SR 10 is signed as an east-west highway but follows an odd staircase-shaped alignment.

==Route description==
SR 10 begins in Presque Isle at the corner of Main and Academy Streets and heads southeast through the town. At its intersection with Conant Road, the highway curves south and becomes Center Line Road. After heading south, the route curves east once more and becomes Easton Road. SR 10 continues east, south, then east again before entering Easton. The highway continues eastward to meet its eastern terminus at US 1A, just 2 mi west of the Canada–US border.

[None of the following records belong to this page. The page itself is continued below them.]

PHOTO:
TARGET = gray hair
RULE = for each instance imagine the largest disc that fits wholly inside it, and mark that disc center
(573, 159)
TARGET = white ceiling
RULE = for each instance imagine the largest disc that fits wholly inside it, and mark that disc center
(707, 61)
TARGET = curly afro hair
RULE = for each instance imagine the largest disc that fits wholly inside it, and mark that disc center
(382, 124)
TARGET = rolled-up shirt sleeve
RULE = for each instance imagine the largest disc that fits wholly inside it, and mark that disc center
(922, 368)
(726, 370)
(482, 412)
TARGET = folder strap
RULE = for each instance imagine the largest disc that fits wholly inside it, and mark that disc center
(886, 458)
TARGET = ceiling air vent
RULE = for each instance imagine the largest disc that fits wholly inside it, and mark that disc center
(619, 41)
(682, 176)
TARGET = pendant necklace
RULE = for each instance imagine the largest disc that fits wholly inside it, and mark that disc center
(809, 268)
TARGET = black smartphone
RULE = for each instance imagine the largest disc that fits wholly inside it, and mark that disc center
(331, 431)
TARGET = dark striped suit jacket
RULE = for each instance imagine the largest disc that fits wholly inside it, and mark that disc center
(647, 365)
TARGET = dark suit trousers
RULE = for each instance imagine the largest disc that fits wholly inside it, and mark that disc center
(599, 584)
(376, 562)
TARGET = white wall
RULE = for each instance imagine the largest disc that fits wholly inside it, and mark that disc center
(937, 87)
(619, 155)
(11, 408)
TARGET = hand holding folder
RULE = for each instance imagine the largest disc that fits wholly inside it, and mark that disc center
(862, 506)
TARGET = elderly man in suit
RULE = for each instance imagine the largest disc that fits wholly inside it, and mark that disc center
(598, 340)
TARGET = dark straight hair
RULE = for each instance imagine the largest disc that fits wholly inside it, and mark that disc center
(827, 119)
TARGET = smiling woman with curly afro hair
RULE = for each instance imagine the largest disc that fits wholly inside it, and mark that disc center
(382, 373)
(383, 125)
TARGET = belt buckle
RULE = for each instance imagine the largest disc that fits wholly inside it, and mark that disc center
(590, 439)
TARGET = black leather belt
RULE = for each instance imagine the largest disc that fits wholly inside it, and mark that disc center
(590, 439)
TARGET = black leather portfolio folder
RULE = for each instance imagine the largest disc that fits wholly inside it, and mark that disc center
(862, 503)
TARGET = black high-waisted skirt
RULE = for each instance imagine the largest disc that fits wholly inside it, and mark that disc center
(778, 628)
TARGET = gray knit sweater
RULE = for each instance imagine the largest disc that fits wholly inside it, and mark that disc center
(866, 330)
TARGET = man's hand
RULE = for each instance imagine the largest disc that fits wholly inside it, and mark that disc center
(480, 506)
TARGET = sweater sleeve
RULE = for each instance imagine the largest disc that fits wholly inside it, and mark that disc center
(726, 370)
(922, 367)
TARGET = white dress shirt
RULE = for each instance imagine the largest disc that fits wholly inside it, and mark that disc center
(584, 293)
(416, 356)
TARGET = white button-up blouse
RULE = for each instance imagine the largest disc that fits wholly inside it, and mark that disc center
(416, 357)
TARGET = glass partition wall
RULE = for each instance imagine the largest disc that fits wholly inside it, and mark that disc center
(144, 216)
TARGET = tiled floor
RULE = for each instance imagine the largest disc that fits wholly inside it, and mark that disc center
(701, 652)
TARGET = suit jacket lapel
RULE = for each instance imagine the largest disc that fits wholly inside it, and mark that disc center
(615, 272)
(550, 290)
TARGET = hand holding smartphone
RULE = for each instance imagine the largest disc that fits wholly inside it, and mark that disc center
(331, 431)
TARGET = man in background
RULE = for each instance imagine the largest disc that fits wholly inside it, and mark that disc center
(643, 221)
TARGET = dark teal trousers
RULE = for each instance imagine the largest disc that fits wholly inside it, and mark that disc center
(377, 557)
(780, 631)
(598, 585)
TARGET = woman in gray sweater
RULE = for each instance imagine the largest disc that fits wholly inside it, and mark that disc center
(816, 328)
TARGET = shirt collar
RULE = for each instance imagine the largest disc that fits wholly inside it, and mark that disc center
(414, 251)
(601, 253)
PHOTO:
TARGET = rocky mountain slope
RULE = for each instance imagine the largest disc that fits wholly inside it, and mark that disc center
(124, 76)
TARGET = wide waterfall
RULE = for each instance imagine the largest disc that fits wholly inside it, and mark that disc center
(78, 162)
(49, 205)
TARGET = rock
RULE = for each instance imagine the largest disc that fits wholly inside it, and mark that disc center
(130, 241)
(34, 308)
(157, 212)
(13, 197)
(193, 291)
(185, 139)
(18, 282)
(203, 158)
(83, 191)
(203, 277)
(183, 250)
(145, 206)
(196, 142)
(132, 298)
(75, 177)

The roadway continues east as Ladner Road, which runs to the Easton/River de Chute border crossing and ultimately connects with New Brunswick Route 560.

SR 10 is known as Academy Street and Center Line Road in Presque Isle and Center Road in Easton.

==History==
SR 10 is a former alignment of US 1 through Presque Isle and Easton Center.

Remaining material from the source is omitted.